November 16, 2009
Insulin, LADA and MODY
Question from Salt Lake City, Utah, USA:
I was diagnosed with type 2 diabetes a little over two years ago at age 43. It was a surprise, as I am lean, active, eat a healthy diet, and have no family history. I was tested for autoantibodies at that time (including GAD and IA2) and all were negative. Until recently, my A1c has been stable in the 5.5 to 5.8 range on 500 mg of metformin daily. A few months ago, my A1c went up to 6.9. My doctor had me double my metformin dose to 500 mg twice a day. I also increased the protein/carbohydrate proportion of my diet to lower my overall carbohydrate intake. The A1c dropped to 6.4, which is not bad, but it was deemed a rather sluggish response to the changes. The doctor, collaborating with a pharmD diabetes educator, is repeating autoantibody testing, suspecting this may actually be LADA, and that I should switch to insulin. Pending test results, I am switching to the timed release formulation of metformin. If autoantibodies come back positive, I assume they are right, but if tests are still negative, should I consider staying on metformin until my blood glucose is “unacceptable,” or add another medication? Instead, would insulin be a valid consideration at this point if GAD, etc. are negative? I’d really rather not, unless it’s clearly the best thing to do.

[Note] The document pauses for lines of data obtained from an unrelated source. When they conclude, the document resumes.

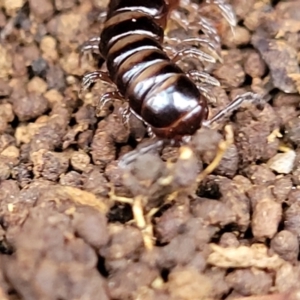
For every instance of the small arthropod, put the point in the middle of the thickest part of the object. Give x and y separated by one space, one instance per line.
171 103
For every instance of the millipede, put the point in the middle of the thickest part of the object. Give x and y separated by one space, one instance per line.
172 103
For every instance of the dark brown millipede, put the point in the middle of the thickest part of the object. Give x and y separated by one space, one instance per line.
168 100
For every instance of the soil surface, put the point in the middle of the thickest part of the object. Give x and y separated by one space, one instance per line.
74 224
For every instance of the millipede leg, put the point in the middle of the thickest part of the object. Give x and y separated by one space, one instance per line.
226 11
90 46
201 76
92 77
146 147
142 222
222 147
193 53
208 29
125 115
234 105
197 41
107 98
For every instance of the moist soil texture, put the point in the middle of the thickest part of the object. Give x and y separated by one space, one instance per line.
75 224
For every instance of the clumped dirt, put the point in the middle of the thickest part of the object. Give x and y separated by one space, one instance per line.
75 225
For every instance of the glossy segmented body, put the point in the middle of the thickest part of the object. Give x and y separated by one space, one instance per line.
158 91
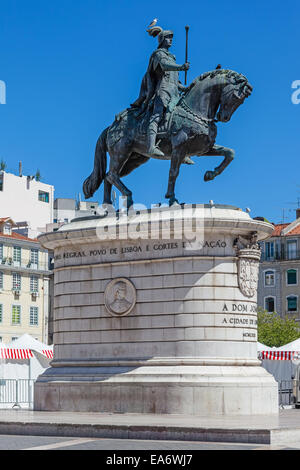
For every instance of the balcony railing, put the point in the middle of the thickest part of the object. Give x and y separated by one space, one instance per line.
282 256
8 262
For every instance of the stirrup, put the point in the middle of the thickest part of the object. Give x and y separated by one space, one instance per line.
156 151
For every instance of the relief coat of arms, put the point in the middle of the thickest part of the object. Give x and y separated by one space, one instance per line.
248 267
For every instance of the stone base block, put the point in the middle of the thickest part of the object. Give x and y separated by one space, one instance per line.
194 390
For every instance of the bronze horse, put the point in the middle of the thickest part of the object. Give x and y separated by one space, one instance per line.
191 131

This is a common question. The more closely we look at newly diagnosed patients, the more often we see patients who do not follow the usual patterns for either type 1 or type 2 diabetes. The antibodies are helpful if they are positive. If they are negative, it is unlikely they will become positive. You can still have late-onset type 1 diabetes without positive antibodies. The anti-GAD antibody is the test I usually order because it stays up positive the longest. The other antibodies can be high and then go down quickly and stay down. The question always comes up as to whether a patient would be better off being treated with insulin if they have LADA, even though their blood sugars are relatively well controlled. I do not believe there is any clinical study to support that. If HbA1c values start to rise above 6.5%, I would be trying to increase the metformin with the goal of values below that. At some point, if blood sugars rise and you are at the point of eating cardboard for food, you have to say this doesn’t work and potentially consider insulin. My mindset on this topic is that LADA patients may be slower to develop their insulin dependence, but when it develops, it can happen fast. If the metformin adjustment works, that is good and no rush to insulin.